In St. Pierre v. Ontario (Minister of Transportation and Communications) (SCC, 1987) the Supreme Court of Canada considered a claim for 'injurious affection', which the court treats as an aspect of private nuisance:
11. The principal cases relied on by the appellants‑‑Nor‑Video Services Ltd., supra; T. H. Critelli Ltd., supra; and Schenck, supra‑‑are said to take a broader approach to the question of nuisance than did the earlier cases. In my view, however, they are distinguishable from the circumstances which face the Court here. In each of those cases the action of the public authority substantially altered the nature of the claimant's property itself or at least interfered to a significant extent with the actual use being made of the property, with a resultant loss of value of the property. The same is true of the cases cited by Houlden J.A. in the Court of Appeal and relied on by the Land Compensation Board as instances in which recovery for injurious affection has been allowed. For example, in Loiselle, supra, the claimant's service station was left at the dead end of a cul‑de‑sac as a result of a diversion of a highway in order to accommodate the construction of the St. Lawrence Seaway. Similarly, in Larson, supra, a concrete median was built in the middle of the highway running in front of the claimant's motel, thereby severely restricting access with a resultant loss of value of the property. In both cases, the construction of the public works in close proximity to the lands so changed their situation as to greatly reduce if not eliminate their value for the uses to which they had been put prior to the construction and could, therefore, be classed as nuisances.
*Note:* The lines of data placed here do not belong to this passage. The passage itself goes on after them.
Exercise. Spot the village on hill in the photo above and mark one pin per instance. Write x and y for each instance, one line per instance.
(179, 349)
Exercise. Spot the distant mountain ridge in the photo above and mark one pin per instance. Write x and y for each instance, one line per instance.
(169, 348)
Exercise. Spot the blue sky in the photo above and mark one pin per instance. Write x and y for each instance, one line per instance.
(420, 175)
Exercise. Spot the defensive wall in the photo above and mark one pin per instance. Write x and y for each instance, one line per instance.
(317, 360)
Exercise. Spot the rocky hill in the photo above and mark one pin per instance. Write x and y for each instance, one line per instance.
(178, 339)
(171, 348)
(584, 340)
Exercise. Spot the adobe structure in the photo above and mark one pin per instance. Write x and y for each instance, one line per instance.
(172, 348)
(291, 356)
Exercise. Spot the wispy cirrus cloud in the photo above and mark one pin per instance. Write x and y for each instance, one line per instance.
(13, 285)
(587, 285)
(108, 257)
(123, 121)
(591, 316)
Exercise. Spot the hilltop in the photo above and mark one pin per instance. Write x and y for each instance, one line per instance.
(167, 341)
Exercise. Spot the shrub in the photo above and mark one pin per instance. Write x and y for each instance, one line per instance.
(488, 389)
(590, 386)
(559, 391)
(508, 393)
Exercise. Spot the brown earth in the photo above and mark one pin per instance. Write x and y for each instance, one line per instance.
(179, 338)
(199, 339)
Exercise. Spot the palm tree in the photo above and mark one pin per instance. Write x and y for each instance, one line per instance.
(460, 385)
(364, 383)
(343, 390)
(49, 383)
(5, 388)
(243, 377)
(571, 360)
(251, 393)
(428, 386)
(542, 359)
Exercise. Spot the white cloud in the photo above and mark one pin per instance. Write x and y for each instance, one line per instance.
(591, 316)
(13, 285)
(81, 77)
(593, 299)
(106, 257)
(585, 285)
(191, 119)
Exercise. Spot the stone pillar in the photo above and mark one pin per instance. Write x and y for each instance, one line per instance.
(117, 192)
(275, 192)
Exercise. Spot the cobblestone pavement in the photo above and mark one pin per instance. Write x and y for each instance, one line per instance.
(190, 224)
12. No such interference is to be found in the circumstances of this case. I agree with the Court of Appeal that what the appellants complain of here is the loss of prospect or the loss of view. There are as well the elements of loss of privacy, but in essence the complaint is that once they dwelt in a rural setting with a pleasing prospect and now they are confronted on one side of their land at least with a modern highway. It is a claim for loss of amenities. That the use of the highway will constitute a disruptive element is probably true but that is a field of damage which may not be considered. The claim is limited to loss occasioned by the construction.
13. From the very earliest times, the courts have consistently held that there can be no recovery for the loss of prospect, (William Aldred's Case (1610), 9 Co. Rep. 57 b, 77 E.R. 816; Foli v. Devonshire Club (1887), 3 T.L.R. 706; Walker v. Pioneer Construction Co. (1967) Ltd. (1975), 1975 CanLII 481 (ON SC), 8 O.R. (2d) 35 (H.C.); Muirhead v. Timbers Brothers Sand & Gravel Ltd. (1977), 3 C.C.L.T. 1 (Ont. H.C.); see also Linden, Canadian Tort Law (3rd ed. 1982), at pp. 539‑40; Buckley, The Law of Nuisance (1981), at p. 34; Fleming, The Law of Torts (6th ed. 1983), at p. 385). Moreover, I am unable to say that there is anything unreasonable in the Minister's use of the land. The Minister is authorized‑‑indeed he is charged with the duty‑‑to construct highways. All highway construction will cause disruption. Sometimes it will damage property, sometimes it will enhance its value. To fix the Minister with liability for damages to every landowner whose property interest is damaged, by reason only of the construction of a highway on neighbouring lands, would place an intolerable burden on the public purse. Highways are necessary: they cause disruption. In the balancing process inherent in the law of nuisance, their utility for the public good far outweighs the disruption and injury which is visited upon some adjoining lands. The law of nuisance will not extend to allow for compensation in this case.